Par suite, monsieur [M] qui s'est imprudemment laissé séduire par des promesses de rendements mirifiques faites par des interlocuteurs le démarchant par téléphone et sur la fiabilité desquels il ne prétend pas s'être renseigné, ceci malgré la diffusion d'informations accessibles au public sur des intervenants usurpant l'activité d'acteurs régulés et leur modus operandi , ne peut imputer à faute à la banque le fait de n'avoir pas décelé le caractère, selon lui, à l'évidence anormal des éléments extrinsèques dont il fait état devant la cour.
Le jugement sera par conséquent infirmé en ce qu'il en décide autrement et monsieur [M] débouté de son appel incident.
Sur les frais de procédure
Il s'évince de ce qui précède que le jugement doit également être infirmé en ses dispositions sur les frais non répétibles et les dépens.
En cause d'appel, l'équité commande de condamner monsieur [M] à verser à l'appelante la somme de 2.000 euros par application de l'article 700 du code de procédure civile.

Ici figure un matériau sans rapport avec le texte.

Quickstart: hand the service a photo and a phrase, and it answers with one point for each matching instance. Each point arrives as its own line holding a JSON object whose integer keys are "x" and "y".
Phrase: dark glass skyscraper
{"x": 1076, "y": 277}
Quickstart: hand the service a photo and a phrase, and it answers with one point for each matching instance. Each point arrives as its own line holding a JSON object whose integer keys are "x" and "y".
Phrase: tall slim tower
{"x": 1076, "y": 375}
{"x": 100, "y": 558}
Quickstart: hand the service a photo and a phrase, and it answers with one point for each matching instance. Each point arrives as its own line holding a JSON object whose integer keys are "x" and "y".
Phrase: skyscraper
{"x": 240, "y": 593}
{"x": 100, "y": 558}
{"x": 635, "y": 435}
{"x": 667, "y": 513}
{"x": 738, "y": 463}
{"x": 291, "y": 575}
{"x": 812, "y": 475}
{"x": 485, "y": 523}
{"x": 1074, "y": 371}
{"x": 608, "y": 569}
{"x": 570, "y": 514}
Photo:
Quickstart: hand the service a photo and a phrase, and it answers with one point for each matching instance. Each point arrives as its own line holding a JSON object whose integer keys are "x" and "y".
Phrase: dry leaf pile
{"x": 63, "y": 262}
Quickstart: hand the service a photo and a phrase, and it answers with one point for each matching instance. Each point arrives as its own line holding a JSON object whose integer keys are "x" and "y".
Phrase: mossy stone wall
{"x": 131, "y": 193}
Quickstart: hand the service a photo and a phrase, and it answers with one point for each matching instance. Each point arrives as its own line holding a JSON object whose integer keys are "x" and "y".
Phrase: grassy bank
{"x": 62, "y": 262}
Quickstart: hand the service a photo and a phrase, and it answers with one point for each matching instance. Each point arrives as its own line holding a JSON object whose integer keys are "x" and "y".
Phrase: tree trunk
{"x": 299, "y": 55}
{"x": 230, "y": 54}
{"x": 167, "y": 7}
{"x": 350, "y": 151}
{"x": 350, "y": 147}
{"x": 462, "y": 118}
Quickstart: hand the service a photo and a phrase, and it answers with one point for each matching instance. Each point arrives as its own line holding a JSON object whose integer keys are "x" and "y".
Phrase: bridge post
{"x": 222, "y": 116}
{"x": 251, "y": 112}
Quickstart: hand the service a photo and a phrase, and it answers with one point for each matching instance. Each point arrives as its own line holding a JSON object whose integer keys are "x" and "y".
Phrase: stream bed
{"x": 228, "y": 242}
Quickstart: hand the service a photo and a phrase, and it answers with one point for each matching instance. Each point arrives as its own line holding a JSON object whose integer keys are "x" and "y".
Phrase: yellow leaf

Débouté de ce dernier chef de demande, l'intimé qui succombe supportera les entiers dépens.
PAR CES MOTIFS
La Cour, statuant publiquement, contradictoirement et par mise à disposition au greffe,
INFIRME le jugement entrepris et, statuant à nouveau ;
Déboute monsieur [U] [M] de son action en responsabilité à l'encontre de la Caisse Régionale du Crédit Agricole Mutuel de Paris et d'Ile-de-France et de ses entières demandes indemnitaires ;
Condamne monsieur [U] [M] à verser à la Caisse Régionale du Crédit Agricole Mutuel de Paris et d'Ile-de-France la somme de 2.000 euros, par application de l'article 700 du code de procédure civile et à supporter les dépens de première instance et d'appel avec faculté de recouvrement conformément aux dispositions de l'article 699 du même code.
Arrêt prononcé par mise à disposition de l'arrêt au greffe de la cour, les parties en ayant été préalablement avisées dans les conditions prévues au deuxième alinéa de l'article 450 du code de procédure civile, signé par Madame Fabienne PAGES, Présidente et par Madame Mélanie RIBEIRO, Greffière, auquel la minute de la décision a été remise par le magistrat signataire.